L’économie française, en difficulté, échappe de justesse à une récession au deuxième trimestre

L’économie française, en difficulté, échappe de justesse à une récession au deuxième trimestre

La France l’a échappé belle. Le PIB est resté stable au deuxième trimestre. L’Insee a révisé ses chiffres à la baisse, passant de +0,2% à 0%. Le premier trimestre est aussi révisé à -0,2%. l'économie française évite donc la récession technique de justesse. Mais la difficulté économique reste profonde et les mois à venir s’annoncent compliqués.

La révision du PIB français plombe les espoirs de croissance

Les résultats détaillés de l’Insee, publiés vendredi 28 août, sont tombés comme un couperet. La croissance économique a été nulle entre avril et juin. Pire, le premier trimestre a été revu en baisse, à -0,2%. deux trimestres négatifs d’affilée auraient signifié une récession. L’économie française y échappe, mais de peu.
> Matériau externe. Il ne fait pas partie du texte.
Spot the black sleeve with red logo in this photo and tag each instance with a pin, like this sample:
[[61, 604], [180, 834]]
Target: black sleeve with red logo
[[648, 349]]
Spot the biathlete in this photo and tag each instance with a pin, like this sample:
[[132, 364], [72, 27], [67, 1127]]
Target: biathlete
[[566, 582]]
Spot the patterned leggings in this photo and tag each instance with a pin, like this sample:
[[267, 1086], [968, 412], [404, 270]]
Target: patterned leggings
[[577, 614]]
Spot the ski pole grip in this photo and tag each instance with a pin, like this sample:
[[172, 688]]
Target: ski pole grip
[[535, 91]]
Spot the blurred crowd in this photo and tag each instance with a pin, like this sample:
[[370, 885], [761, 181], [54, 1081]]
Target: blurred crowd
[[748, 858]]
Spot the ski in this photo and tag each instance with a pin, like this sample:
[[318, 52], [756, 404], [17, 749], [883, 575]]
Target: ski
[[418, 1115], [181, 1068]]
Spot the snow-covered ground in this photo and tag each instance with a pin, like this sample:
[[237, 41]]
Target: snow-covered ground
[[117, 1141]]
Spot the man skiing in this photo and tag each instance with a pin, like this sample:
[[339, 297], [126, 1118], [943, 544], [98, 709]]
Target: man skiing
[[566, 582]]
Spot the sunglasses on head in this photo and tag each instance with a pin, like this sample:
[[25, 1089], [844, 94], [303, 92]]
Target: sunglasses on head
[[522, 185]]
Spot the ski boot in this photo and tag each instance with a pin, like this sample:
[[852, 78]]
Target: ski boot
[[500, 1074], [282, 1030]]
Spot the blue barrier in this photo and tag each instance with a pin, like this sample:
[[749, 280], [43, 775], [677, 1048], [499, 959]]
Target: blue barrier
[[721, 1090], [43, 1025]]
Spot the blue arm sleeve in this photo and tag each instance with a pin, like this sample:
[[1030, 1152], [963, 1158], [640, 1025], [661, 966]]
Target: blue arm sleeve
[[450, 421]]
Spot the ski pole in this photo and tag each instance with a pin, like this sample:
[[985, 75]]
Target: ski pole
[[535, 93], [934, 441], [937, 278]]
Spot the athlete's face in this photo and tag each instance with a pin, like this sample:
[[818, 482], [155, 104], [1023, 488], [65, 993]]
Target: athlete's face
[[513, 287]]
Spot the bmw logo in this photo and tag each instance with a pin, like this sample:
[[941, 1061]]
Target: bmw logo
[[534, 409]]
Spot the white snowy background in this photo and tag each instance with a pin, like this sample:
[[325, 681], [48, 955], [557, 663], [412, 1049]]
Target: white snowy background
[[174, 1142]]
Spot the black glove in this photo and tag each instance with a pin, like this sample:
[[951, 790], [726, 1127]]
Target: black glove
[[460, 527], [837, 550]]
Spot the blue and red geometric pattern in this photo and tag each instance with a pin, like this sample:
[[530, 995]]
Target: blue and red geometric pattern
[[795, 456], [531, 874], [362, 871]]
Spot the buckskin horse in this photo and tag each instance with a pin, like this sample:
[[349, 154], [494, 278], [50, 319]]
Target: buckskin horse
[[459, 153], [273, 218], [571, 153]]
Les canicules, un choc direct sur la production agricole

Le ministre de l’Économie, Roland Lescure, a réagi sans détour. Il parle d’un « premier impact concret de l’été horrible qu’on a vécu ». Les épisodes caniculaires à répétition ont ravagé les récoltes. L’Insee a dû intégrer cette dégradation dans ses calculs. L’impact sur la production agricole est « absolument terrifiant » selon le ministre.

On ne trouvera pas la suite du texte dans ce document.